晏暄手一顿,复又继续手上的动作,“是元朝那边又来人了?”
王祺一脸愁容:“嗯。上次就用这个作借口要求高丽进献了万两黄金和数百美女,这次……恐怕就要直接要求调遣兵力了。”
晏暄眉间的皱纹拧出了细细的纹路,目光在烛火中更显深邃:“不行。绝对不能再动兵力了,连年徭役,百姓已经苦不堪言,今年又遭逢大旱,再把青壮年调走,还让百姓怎么过活?”
王祺沉默了,许久,嘴唇颤抖了下,道:“其实……也不是没有办法……”
“什么办法?”
王祺脸色难看,从晏暄怀里坐直身子,贴近对方的耳朵,一手掩住唇,轻轻说了几个字。
晏暄听后:“……”
“不行!”他脸色一变,黑沉的都快要滴下水来,两手将王祺的肩膀扶正,直直盯着对方的眼睛,一双黑眸子眨也不眨,一字一句认真道:“我说,不、行,你、想、也、别、想。”
王祺看着他,眼睛里满是无奈,嘴角却悄悄勾起了一抹浅笑,瞬间而逝,嘟囔着:“就只有这个法子了……”
晏暄想了想:“王后那边?”
王祺叹了口气:“她是个好王后,但我给不了她想要的。如果能给她一个子嗣的话,我……”
晏暄见对方又偷瞄他,不由地笑笑一把捏住了王祺的下巴,低头在对方的唇上亲了一口。
沉吟了会儿,他忽然想起一张俊美的脸:“这个法子……我必定是不肯的。不过那个洪麟么……倒是可以一试。”
“洪麟?”王祺眯了眯眼,低着头想了半天,慢慢摇摇头:“……他终究不是我最信任的人,你的话,我就放——”他的话猛然被打断,突然悬空的身体让他下意识一把搂住了对方的脖子。
“放什么?”晏暄故意掂了掂手上的人,惹的对方瞪了他一眼,他叹了口气,一边往床边走,一边慢悠悠道:“你胆子不小,别人怕你是王,我可不怕。”
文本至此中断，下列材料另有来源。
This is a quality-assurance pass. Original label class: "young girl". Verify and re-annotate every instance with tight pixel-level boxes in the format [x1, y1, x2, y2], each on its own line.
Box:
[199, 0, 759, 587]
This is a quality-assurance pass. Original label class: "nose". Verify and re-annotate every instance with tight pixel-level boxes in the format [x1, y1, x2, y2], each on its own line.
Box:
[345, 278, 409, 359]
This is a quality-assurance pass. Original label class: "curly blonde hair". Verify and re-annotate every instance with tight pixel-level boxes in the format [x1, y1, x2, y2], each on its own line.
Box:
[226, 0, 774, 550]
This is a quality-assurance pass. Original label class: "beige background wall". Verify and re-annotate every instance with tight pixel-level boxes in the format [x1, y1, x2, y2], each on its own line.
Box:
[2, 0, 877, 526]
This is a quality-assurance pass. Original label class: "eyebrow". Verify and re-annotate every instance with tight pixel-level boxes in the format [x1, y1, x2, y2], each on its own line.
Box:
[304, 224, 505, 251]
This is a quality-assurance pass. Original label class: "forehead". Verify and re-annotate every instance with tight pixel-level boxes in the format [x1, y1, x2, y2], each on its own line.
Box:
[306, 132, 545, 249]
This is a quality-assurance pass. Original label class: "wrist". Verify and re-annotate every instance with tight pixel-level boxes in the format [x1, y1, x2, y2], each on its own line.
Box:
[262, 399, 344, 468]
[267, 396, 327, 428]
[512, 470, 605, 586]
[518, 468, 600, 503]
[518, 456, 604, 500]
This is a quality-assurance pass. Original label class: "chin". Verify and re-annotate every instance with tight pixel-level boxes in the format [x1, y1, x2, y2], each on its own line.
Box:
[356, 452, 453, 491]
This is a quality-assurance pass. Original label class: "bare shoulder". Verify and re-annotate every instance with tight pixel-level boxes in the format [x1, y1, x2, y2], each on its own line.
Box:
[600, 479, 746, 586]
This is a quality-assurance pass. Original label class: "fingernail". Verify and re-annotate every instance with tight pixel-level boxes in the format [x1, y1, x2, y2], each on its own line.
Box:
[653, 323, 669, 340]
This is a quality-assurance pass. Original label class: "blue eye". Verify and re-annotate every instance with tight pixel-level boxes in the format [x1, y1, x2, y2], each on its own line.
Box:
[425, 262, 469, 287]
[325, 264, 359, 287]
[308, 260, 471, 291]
王祺被放到床上,他正要趁机翻身下来,没想到被人一把拉住了脚腕,当即回头没好气地道:“放手!”
“不放。”晏暄一手摁住人,另一只手慢悠悠地解开鞋袜。
王祺终于有些脸红,眼神四下乱瞄,憋了半天才吐出一句:“怎能……怎能白|日|宣|- yín -。”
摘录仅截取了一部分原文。